One size does not fit all. Look at the population group upon which the research was conducted and consider how it applies to real life situations. For example, it is difficult to apply results from a study on young, university-level female athletes to bed-ridden morbidly obese, middle aged diabetic women since their metabolisms would be markedly different.
Consider how “life-like” the experimental conditions were. For example, a diet study conducted on elderly cardiac patients living in a metabolic ward for a month would reflect very different conditions to a young, free-living adult subject to a variety of real-life factors.
Appropriate methodological controls help to ensure that the results are due to the intervention and not to random chance. Ideally, a study should be randomised, controlled, and, when appropriate, double blind—neither the subjects nor investigators know who received the experimental or control intervention.
Confirm that the studies were published in reputable peer-reviewed journals. While even this is not a 100% guarantee, it at least confers a higher level of academic scrutiny to minimise bias and ensure the integrity of the research.
If You Can’t Convince ‘Em Confuse ‘Em
While claims based on science are always preferred, many diet book authors and product manufacturers are determined not to let the truth get in the way of a good marketing campaign. Clearly not everyone’s a research scientist, but we all have a built-in boloney detector that can help keep us from getting taken for a ride. Cut out and give the following quick reference checklist to your clients.
Saturday 5th of July 2014
I will keep this article on hand you seem very knowledgable. I have started on Laminine by LifePharm Global, it has hit Australia but have my doubts after finding Ripp Off Reports. Does anyone have any info on this product or company. I am hoping for miracles from this product but am afraid I may not get it.
Monday 30th of January 2012
"The higher the number of subjects in the study, the better. More subjects give a greater degree of statistical power."
It's probably worth clarifying that this be a like-with-like comparison, to avoid it being misinterpreted by someone unwittingly comparing a clinical trial (i.e. a potentially small number of subjects, but under tightly controlled conditions) with an epidemiological study (i.e. a population based study, but less tightly controlled), purely on the basis of the number of subjects.
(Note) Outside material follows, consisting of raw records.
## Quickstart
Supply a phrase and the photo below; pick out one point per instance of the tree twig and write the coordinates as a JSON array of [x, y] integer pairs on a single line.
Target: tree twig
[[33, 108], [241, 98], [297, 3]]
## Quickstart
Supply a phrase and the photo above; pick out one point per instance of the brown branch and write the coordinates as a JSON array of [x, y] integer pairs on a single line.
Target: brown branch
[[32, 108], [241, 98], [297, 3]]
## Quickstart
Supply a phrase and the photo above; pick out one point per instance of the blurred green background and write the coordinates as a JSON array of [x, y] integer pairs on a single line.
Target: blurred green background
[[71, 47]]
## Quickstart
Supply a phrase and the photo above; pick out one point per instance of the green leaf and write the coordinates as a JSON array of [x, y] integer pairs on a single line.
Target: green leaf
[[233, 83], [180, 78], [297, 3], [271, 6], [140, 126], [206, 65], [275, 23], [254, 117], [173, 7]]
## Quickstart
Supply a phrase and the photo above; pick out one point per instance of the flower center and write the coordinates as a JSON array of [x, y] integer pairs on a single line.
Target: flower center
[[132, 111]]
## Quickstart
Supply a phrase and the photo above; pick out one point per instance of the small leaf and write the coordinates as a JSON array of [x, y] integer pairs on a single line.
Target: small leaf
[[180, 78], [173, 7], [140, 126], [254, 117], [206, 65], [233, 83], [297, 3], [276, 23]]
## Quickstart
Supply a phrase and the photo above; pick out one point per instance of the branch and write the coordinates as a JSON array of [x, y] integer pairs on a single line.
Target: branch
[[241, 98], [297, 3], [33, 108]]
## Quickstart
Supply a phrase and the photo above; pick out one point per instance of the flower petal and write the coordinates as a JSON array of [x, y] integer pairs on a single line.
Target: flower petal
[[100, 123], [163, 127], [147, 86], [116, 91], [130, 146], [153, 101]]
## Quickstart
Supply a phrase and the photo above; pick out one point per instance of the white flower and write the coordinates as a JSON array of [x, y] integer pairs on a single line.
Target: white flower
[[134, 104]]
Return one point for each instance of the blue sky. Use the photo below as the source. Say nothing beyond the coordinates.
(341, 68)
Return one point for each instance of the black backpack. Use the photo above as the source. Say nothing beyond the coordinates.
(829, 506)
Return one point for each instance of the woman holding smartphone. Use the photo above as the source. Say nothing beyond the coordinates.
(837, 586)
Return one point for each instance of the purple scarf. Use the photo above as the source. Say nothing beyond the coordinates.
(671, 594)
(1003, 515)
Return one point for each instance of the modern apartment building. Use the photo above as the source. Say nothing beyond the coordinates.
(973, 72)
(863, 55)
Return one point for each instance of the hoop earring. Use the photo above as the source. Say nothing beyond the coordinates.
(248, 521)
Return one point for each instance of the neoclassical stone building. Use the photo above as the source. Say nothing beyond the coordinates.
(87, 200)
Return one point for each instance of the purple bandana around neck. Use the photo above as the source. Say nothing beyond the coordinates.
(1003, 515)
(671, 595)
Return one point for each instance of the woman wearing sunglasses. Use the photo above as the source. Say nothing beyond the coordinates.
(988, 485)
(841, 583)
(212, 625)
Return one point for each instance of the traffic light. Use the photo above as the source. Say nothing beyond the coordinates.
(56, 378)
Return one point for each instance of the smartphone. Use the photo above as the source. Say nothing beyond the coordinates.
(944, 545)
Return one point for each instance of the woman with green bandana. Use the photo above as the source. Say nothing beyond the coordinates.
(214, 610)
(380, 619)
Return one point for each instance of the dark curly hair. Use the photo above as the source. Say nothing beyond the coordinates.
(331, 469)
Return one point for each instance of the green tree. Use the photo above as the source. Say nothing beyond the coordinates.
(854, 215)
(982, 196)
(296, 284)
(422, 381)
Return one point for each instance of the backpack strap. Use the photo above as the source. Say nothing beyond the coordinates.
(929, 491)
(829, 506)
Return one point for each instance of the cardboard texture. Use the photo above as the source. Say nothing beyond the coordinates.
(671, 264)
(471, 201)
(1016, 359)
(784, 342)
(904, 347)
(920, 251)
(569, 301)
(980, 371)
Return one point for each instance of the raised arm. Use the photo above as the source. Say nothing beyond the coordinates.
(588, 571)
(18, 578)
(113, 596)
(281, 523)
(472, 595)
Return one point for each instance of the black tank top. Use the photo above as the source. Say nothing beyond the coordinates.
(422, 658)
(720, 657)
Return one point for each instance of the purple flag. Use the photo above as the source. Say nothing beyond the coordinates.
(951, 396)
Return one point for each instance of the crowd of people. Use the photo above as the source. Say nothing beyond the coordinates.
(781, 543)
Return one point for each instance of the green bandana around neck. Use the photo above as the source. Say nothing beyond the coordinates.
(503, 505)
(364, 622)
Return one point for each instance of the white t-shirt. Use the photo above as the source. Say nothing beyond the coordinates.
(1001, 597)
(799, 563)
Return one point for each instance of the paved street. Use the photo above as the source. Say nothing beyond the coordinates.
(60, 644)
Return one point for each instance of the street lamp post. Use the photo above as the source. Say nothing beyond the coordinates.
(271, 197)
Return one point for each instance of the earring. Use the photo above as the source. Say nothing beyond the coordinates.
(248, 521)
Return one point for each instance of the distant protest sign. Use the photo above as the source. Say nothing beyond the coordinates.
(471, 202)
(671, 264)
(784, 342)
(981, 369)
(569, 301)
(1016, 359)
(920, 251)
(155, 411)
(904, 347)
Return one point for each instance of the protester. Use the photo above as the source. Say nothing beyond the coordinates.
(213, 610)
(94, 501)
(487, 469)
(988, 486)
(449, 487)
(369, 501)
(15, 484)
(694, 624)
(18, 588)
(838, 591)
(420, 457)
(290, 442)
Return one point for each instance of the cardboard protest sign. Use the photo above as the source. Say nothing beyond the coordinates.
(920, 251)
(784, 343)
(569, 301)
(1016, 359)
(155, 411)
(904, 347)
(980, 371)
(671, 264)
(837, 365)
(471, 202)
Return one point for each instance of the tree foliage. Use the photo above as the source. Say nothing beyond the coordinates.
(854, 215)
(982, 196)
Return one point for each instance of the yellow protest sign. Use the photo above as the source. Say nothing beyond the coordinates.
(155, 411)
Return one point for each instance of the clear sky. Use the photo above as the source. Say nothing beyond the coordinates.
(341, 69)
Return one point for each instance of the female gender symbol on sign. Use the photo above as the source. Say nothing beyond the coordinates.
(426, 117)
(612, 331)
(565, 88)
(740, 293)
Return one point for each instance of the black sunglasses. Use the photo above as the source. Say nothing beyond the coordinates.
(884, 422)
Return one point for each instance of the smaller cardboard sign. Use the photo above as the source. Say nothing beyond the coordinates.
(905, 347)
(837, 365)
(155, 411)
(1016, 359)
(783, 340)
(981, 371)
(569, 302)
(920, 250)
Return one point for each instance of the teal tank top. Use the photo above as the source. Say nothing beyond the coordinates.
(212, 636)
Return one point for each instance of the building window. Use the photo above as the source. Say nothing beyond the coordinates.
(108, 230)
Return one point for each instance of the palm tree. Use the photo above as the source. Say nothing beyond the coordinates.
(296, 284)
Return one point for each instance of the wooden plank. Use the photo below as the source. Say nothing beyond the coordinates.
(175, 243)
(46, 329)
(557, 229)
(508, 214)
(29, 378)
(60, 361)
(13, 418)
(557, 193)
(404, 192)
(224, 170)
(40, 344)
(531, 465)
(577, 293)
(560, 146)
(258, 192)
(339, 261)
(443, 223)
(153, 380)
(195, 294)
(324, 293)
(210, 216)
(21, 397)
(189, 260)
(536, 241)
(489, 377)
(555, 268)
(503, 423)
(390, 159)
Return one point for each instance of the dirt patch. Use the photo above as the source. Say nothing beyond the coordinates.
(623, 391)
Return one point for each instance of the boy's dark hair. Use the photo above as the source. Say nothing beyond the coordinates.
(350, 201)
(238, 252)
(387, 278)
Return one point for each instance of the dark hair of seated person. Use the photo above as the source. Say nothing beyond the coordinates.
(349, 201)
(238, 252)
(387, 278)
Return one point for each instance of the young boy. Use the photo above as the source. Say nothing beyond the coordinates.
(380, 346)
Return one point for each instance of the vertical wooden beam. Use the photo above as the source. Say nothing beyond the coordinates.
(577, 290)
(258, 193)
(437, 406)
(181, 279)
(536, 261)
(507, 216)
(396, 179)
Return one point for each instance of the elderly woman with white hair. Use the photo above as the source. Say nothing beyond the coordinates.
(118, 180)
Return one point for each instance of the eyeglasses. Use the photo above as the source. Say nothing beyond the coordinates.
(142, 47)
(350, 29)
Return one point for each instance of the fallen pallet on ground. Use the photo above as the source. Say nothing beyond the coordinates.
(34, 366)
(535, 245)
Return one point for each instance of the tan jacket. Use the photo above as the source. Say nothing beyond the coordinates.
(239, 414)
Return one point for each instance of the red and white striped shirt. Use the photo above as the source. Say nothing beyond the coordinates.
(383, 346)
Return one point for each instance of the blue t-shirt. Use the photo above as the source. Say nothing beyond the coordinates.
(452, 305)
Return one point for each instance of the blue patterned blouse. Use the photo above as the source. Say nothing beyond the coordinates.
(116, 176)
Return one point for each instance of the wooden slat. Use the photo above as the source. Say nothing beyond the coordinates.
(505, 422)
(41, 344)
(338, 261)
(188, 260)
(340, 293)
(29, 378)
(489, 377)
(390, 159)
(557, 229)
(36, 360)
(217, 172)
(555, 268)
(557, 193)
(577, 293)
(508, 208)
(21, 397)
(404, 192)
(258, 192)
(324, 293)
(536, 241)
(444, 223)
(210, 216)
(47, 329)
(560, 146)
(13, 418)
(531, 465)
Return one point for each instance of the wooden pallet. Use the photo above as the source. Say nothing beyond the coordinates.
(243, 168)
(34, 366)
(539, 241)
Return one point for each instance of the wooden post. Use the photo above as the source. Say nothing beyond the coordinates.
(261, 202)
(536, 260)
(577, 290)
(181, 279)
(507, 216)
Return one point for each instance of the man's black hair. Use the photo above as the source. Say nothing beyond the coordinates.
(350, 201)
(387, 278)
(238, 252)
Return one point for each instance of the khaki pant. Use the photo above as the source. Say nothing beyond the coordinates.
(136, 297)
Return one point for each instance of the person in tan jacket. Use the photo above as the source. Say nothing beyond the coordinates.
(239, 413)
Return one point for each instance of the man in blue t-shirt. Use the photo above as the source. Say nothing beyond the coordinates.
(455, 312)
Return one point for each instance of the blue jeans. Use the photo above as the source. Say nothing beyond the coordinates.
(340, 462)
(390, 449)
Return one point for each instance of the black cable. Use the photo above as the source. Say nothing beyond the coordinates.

It's also worth knowing about the type of study so you can spot inappropriate conclusions in media articles, e.g., you get titles like "Sunscreens questioned as big study reveals Vitamin D deficiency" only to find the study was actually about the effects of Vit D supplementation in aged-care residents in Scotland and sunscreen was not even a factor in the study.
Bill Sukala, PhD
Monday 30th of January 2012
Hi Nick, thanks for your comment. I couldn't agree more. I think it was beyond the scope of this article to get too neck deep in all the nuances of statistics. In this context, I was merely referring to a general need to have adequate subjects (as opposed to N=1) to ensure some iota of statistical power. Clearly this is also going to depend on the outcome measures being evaluated, %CV of the assay, and what constitutes a clinically meaningful change (enter discussion on effect size and magnitude based inferences vs. sole reliance on P values). And when the smoke clears and the dust settles, there's always the question of practical applicability of the results and how it applies to the general population. I know I'm preaching to the choir telling you this. Again, in this particular post, it was more a general guide rather than a specific tutorial on statistical robustness of one single factor.